Reading a Claude Code session, line by line
Open any Claude Code session JSONL file and one structural quirk jumps out within a few lines: some field names use snake_case and others use camelCase. tool_use_id and stop_reason next to parentUuid and toolUseResult. It looks inconsistent.
It isn’t — it’s a tell. snake_case fields are generally content the Anthropic API defines: things the model produces and consumes. camelCase fields are envelope metadata that Claude Code’s harness adds on top — session identifiers, parent UUIDs, tool-invocation rollups. Once that split clicks, the format stops looking messy and starts providing architectural insight: Anthropic API conversations are always wrapped in Claude Code’s bookkeeping.
This is Part 2 of the Anatomy of a Claude Code session series. Part 1 covered where session files live and what Claude Code itself uses them for. This post is the structural tour: every type of line you’ll find inside a session, the two layers (API content and harness metadata) that compose them, why tool results live inside user messages, and what the toolUseResult envelope carries that the model never sees.
By the end you’ll have a mental model for every distinct type value in a session JSONL — including the many “metadata” types that most parsers silently drop — and three jq snippets to start asking your own questions of any session file on your disk.
If you want field-level definitions while reading, reference/data-dictionary.md in the repo is the source of truth.
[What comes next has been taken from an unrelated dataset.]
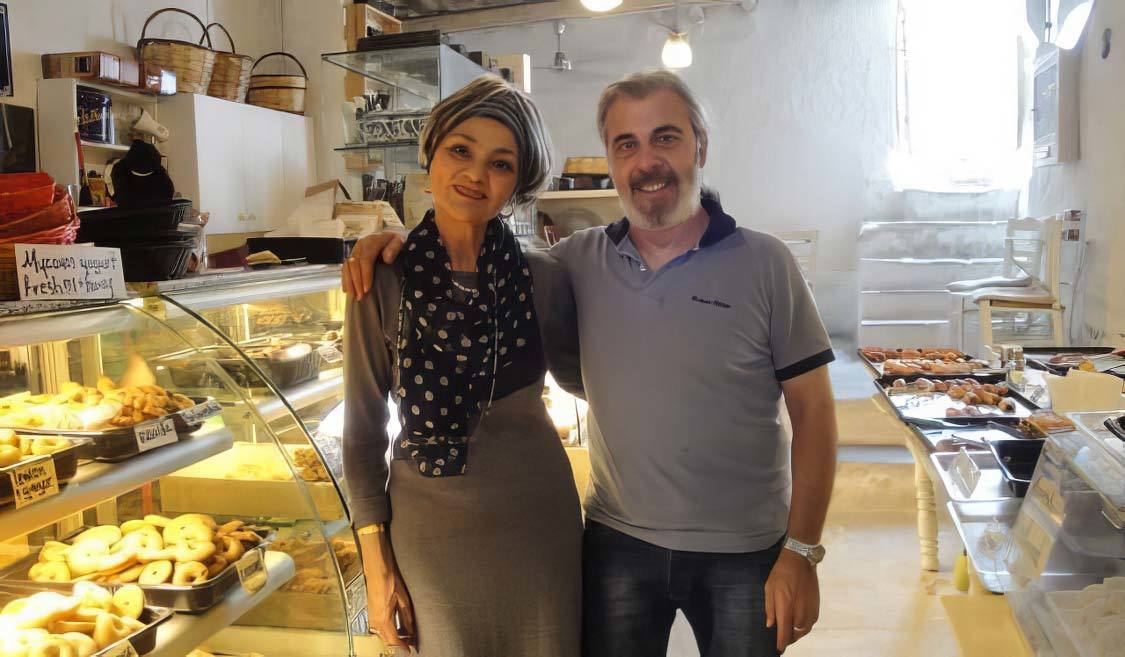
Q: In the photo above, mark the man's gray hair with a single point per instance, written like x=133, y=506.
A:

This post is the narrative; that doc is the lookup.
The taxonomy at a glance
Every line in a session JSONL has a top-level type field. In v2.1.150 you’ll see at least the distinct values below. The list is observational — Anthropic doesn’t publicly catalogue the full set, and sessions in the wild can carry types this list hasn’t sampled yet. Treat the table as a strong starting point, not a closed taxonomy.
| What it is | type values |
|---|---|
| Activity — what you and the model said and did | user, assistant |
| State — what the session knows about itself | file-history-snapshot, system, permission-mode, ai-title, last-prompt, attachment |
| Telemetry — events emitted as things happen | progress, hook_progress, bash_progress, queue-operation |
Two types I’ve seen in real sessions but haven’t independently verified at the time of writing are custom-title (which appears to be the user-set session title, distinct from the auto-generated ai-title) and pr-link (the per-session PR association mentioned in Part 1). They’re not in the table above because the reference doc hasn’t catalogued them yet — but if you run the jq snippet at the end of this post against your own sessions, expect to see them and other types appear.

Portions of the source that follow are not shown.